I think I have ever only seen Eq. (\ref{ineq1}) described before, surely this could be because the rest are obvious extensions, that I just haven't thought of as being obvious before. Or that I have made some flaws in my reasoning. In practise are all of the inequilites used? If not anyone got clues about why not? Especially Ineq. 4-6 is somewhat different from Ineq. 1-3.
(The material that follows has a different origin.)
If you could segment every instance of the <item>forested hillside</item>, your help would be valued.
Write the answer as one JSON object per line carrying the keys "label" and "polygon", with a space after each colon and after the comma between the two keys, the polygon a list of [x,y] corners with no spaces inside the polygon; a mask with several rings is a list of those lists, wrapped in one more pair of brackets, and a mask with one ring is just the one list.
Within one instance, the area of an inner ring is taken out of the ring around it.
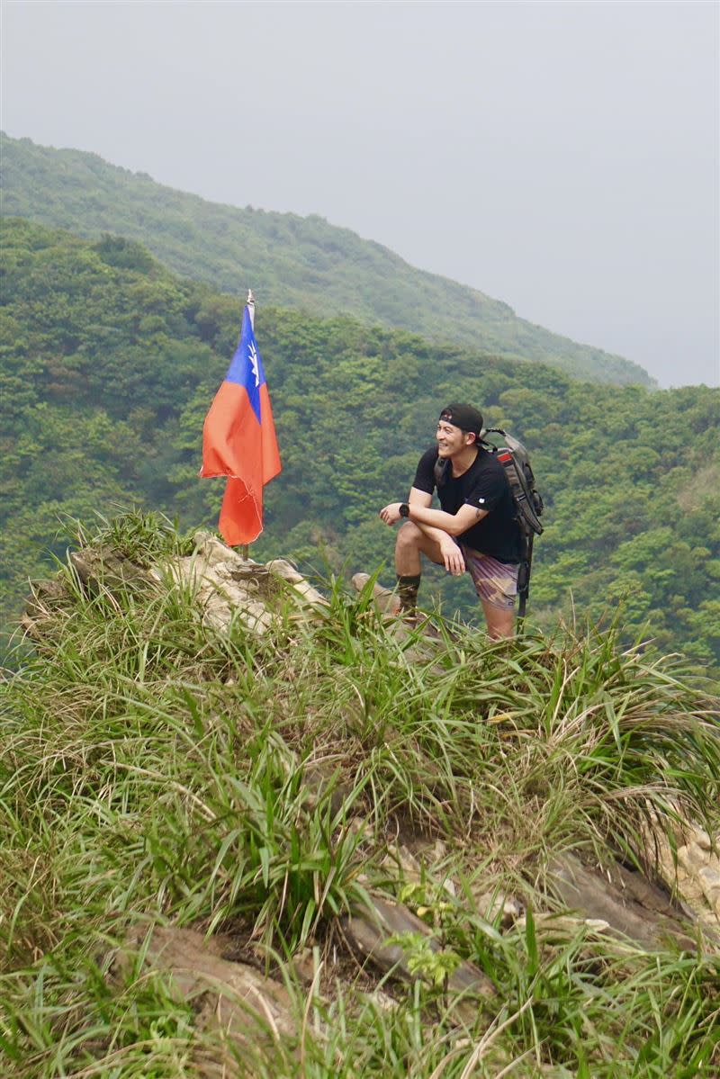
{"label": "forested hillside", "polygon": [[[9,613],[43,572],[42,550],[62,555],[64,517],[136,503],[184,527],[216,520],[222,483],[196,478],[201,432],[240,309],[136,244],[23,220],[4,229],[2,298]],[[547,511],[531,619],[602,620],[620,607],[626,639],[718,664],[720,391],[590,385],[349,317],[260,306],[256,332],[284,464],[258,557],[390,564],[394,533],[378,509],[406,494],[439,407],[464,398],[532,453]],[[466,581],[441,586],[446,610],[476,616]]]}
{"label": "forested hillside", "polygon": [[650,385],[637,364],[518,318],[483,292],[408,265],[321,217],[222,206],[109,165],[96,154],[2,136],[3,211],[99,238],[140,241],[166,265],[264,305],[351,313],[434,340],[533,359],[600,382]]}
[1] : Molecular Electronic-Structure Theory, Trygve Helgaker, Poul and Jørgensen Jeppe Olsen

Answer 1

As you have already stated in the question, (Ineq. 1) is the standard inequality used in Cauchy-Schwarz integral screening. (Ineq. 2) and (Ineq. 3) are not valid inequalities, which is clear if you select atomic orbitals such that a & b are spatially disjoint from c & d and the proposed upper bounds vanish. (Ineq. 4), (Ineq. 5), and (Ineq. 6) follow from a different use of the Cauchy-Schwarz inequality where the inner product is interpreted as being over the six spatial integrals and requires the Coulomb kernel to be pointwise non-negative so that you can take its element-wise square root,

$$ \begin{align} |g_{abcd}| &= \left| \int d\vec{r} d\vec{r}' \phi_a(\vec{r}) \phi_b(\vec{r}) V(\vec{r},\vec{r}') \phi_c(\vec{r}') \phi_d(\vec{r}') \right| \\ &= \left| \sqrt{V}\phi_a \phi_c \cdot \sqrt{V}\phi_b \phi_d \right| \\ & \le \| \sqrt{V}\phi_a \phi_c \| \| \sqrt{V}\phi_b \phi_d \| = \sqrt{g_{aacc}} \sqrt{g_{bbdd}} \end{align}. $$ (Ineq. 4) is not useful for integral screening because it is strictly weaker than (Ineq. 1) since $g_{abab} \le g_{aabb}$ (for real orbitals). Whereas $g_{abab}$ vanishes as orbitals a & b become spatially disjoint, $g_{aabb}$ only decays algebraically in the average distance between a & b. (Ineq. 5) and (Ineq. 6) are not strictly weaker than (Ineq. 1), but they have the same problem of being weakly decaying bounds that don't screen very much. For example, they are tight and thus tighter than (Ineq. 1) when a=b and c=d, but this is a class of integrals that will only be screened out for extremely large spatial separations between a & c.